Evans now arrived with the balance of the command. But the Comanches, too, received reinforcements. About 100 warriors from a Kiowa camp located farther downstream joined the fight. Some strengthened the Comanches exchanging fire with Tarlton, while others threatened his right and rear from across the river. Evans extended the line along the river to meet the new threat. He later estimated that about 200 warriors now opposed him. His own force numbered about 300, one-fourth of whom were detailed to hold the horses. While the two sides skirmished, troops were pulled from the line and sent to destroy the village and its contents, including the band's entire winter food supply.

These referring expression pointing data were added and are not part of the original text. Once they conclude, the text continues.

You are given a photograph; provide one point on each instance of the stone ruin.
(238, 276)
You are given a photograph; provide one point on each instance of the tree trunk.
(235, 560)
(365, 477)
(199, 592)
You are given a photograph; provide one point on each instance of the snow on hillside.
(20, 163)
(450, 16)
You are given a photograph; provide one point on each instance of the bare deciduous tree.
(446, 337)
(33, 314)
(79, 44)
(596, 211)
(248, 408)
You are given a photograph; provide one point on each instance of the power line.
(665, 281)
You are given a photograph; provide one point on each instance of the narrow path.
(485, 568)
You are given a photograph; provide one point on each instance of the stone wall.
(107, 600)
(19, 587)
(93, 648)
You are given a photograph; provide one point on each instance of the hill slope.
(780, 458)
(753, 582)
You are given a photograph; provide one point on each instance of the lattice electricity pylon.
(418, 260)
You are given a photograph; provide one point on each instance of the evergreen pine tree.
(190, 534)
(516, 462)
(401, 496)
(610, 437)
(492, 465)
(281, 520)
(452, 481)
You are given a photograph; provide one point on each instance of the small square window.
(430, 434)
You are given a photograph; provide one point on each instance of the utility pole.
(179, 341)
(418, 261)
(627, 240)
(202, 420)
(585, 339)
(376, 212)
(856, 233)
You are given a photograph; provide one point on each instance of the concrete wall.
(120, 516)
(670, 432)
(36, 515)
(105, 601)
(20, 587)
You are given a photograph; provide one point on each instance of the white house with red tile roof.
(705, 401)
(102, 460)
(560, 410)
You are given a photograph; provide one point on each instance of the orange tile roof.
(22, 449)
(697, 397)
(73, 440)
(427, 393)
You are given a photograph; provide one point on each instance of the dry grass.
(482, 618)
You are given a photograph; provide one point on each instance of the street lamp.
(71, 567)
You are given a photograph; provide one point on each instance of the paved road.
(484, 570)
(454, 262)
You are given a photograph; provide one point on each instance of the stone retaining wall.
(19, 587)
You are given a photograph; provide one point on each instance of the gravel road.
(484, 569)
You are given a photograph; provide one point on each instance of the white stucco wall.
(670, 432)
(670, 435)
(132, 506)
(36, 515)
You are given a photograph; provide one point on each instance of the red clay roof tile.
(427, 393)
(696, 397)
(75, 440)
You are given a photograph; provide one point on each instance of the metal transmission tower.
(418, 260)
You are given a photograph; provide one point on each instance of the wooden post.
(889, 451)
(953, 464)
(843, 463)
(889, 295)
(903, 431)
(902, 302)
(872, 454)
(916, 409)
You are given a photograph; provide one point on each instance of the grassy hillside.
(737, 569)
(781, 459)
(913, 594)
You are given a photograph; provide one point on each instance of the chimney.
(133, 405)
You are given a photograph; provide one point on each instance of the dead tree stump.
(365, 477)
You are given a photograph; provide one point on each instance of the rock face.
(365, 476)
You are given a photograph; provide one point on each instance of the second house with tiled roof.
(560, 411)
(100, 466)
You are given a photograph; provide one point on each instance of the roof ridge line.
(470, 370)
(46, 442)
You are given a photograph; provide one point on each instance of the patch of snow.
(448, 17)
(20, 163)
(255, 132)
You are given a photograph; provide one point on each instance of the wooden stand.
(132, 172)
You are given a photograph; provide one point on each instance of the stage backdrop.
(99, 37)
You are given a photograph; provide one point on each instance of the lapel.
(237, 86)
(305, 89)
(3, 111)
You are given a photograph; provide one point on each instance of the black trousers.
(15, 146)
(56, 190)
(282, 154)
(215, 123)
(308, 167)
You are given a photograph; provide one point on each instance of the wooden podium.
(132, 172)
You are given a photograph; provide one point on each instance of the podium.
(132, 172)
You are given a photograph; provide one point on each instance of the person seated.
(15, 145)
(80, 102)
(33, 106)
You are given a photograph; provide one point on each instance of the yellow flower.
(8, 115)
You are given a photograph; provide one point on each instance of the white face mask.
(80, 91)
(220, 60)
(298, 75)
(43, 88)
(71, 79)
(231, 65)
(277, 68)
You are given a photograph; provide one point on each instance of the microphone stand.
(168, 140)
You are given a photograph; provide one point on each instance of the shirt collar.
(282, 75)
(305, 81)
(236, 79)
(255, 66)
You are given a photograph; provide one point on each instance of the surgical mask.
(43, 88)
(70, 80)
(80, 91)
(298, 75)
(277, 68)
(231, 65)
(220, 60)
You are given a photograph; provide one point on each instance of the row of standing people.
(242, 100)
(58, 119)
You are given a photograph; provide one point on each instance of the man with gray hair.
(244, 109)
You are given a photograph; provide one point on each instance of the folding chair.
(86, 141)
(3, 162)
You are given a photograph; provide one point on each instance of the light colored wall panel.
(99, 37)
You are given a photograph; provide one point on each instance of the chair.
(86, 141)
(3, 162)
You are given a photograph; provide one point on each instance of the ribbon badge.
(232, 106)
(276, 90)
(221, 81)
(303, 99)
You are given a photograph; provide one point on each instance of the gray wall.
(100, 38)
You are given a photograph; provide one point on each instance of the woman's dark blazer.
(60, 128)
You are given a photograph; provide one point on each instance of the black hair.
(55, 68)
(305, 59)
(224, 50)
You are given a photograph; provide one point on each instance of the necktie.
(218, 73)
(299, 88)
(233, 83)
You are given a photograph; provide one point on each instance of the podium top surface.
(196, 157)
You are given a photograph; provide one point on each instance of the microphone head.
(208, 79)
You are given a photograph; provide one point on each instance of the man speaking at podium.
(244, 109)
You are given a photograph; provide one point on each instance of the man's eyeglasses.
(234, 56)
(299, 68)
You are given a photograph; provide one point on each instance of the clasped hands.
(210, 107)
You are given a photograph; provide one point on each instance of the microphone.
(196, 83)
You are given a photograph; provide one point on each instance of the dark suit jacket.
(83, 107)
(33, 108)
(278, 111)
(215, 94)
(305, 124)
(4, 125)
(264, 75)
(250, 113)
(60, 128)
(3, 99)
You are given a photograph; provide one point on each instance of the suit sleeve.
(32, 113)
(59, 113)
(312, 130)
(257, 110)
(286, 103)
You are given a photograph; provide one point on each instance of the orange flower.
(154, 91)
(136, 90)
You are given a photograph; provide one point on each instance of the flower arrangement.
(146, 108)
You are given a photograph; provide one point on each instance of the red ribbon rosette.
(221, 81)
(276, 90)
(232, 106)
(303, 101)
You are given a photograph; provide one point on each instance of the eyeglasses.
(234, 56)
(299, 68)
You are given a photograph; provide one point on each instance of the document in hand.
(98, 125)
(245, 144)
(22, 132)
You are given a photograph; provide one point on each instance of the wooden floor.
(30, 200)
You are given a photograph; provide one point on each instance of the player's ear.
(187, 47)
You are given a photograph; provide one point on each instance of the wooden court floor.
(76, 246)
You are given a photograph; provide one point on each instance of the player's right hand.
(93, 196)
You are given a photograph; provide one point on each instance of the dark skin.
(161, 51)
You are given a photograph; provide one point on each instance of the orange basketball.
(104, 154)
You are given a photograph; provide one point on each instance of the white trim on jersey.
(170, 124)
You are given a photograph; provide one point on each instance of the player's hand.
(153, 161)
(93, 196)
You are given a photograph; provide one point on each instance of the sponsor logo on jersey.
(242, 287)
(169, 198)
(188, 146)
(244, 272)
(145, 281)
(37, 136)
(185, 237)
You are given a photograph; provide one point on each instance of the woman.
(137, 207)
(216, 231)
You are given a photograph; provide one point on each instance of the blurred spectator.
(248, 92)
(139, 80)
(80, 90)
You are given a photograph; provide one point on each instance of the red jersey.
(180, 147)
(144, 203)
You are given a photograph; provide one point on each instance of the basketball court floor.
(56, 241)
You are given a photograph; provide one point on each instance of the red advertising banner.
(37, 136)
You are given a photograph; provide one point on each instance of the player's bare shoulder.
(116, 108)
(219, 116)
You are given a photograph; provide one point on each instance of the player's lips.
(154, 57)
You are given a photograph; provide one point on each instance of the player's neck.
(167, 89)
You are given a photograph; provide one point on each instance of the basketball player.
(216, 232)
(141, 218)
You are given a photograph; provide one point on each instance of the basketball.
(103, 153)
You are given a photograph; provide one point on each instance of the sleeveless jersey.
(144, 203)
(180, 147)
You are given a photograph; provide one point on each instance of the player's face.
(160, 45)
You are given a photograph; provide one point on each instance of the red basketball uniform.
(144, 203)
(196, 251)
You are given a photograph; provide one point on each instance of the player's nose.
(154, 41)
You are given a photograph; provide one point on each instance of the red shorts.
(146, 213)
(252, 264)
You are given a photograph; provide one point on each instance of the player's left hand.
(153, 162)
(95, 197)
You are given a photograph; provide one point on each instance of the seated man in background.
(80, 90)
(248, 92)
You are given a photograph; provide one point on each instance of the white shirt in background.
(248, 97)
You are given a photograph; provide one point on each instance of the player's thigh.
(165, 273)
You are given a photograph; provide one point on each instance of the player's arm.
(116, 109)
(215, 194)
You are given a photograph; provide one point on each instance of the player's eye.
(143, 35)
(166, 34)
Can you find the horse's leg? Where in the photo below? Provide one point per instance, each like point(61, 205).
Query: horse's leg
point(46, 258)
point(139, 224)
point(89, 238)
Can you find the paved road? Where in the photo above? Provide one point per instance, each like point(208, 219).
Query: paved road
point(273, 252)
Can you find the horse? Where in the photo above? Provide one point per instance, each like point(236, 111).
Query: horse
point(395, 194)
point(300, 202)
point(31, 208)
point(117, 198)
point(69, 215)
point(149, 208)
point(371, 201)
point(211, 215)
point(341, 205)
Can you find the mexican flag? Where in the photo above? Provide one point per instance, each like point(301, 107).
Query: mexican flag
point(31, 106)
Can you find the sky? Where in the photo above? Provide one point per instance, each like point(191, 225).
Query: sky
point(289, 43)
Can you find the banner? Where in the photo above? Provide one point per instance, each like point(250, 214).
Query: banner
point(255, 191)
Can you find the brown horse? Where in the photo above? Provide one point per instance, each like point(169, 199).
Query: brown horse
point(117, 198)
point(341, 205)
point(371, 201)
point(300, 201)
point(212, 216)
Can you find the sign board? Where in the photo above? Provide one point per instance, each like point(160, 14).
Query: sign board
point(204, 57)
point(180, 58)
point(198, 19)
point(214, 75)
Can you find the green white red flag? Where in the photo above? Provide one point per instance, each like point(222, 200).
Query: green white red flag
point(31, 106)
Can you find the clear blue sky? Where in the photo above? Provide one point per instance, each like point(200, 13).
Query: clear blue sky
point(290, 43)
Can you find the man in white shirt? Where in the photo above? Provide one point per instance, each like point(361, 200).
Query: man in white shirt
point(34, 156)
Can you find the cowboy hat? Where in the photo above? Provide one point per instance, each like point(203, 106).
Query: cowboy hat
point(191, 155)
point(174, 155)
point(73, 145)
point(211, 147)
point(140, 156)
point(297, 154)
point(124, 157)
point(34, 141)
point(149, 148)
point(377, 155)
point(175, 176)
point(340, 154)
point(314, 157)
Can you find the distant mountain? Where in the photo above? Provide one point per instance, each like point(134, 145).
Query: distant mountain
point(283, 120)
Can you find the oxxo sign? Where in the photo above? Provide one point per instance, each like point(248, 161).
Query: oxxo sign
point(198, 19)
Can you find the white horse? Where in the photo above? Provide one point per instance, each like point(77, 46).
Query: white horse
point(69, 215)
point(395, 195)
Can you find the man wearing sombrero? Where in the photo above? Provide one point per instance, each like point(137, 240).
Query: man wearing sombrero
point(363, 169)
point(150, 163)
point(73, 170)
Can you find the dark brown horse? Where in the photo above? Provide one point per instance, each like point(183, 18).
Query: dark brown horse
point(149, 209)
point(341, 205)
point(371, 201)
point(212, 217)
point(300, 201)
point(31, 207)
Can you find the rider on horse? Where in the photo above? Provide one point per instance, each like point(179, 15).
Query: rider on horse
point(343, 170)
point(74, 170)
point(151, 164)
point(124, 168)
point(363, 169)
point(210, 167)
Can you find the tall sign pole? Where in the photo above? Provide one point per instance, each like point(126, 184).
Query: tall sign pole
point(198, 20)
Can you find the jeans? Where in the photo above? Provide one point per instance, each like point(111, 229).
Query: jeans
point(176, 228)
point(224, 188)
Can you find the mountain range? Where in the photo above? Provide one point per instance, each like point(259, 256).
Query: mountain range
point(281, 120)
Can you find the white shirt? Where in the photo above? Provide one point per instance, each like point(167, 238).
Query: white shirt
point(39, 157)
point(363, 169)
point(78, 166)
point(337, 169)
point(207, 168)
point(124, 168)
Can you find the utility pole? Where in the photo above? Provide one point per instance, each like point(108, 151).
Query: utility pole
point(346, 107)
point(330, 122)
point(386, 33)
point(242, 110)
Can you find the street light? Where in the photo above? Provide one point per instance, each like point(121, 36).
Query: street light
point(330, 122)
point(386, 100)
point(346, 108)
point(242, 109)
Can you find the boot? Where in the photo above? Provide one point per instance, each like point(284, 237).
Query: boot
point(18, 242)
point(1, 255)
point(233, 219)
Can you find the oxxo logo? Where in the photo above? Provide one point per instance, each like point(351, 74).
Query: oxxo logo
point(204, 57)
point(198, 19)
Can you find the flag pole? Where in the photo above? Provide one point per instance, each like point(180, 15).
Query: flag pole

The Indians showed no desire to close in a serious contest and fell back every time the troops advanced. Major Evans knew that he could not sustain a long pursuit with his wornout horses. As night approached, he decided no break off the battle and withdraw.

The infantry company, however, occupied a position from which it could not retire without exposing itself to a destructive fire. Evans therefore ordered Tarlton's three troops of cavalry to drive the enemy from their ridge. As the advance began, the warriors ran down the reverse slope of the ridge and mounted their ponies. Before the Indians could scatter, the cavalry reached the top of the ridge and, from a range of only 150 yards, poured a devastating fire from Spencer repeating carbines into the compact mass of Indians below. On Tarlton's left, Capt. Deane Monahan and his troop caught another parry of warriors at exactly the same disadvantage. In each group about a dozen men were seen to fall, but their comrades carried them from the field. All opposition now dissolved, and the enemy galloped up the canyon leading to Soldier Spring. Evans pulled out that night.

map of the Battle of Soldier Springs
(click on image for an enlargement in a new window)

In the Battle of Soldier Spring, Major Evans estimated that he killed 20 to 25 warriors and wounded an unknown number. His own loss was one man mortally wounded. In the destruction of their food supply, the Comanches suffered a serious blow. Rather than face starvation, most drifted east and surrendered to General Sheridan. Evans was back at Fort Bascom by the end of January 1869, and the Fort Union units returned to their home base.

The Battles of Soldier Spring and the Washita, where on November 27, 1868, Lt. Col. George A. Custer surprised the winter camp of Black Kettle's Cheyennes, broke the resistance of the Plains tribes. They agreed to give up the warpath and settle on reservations.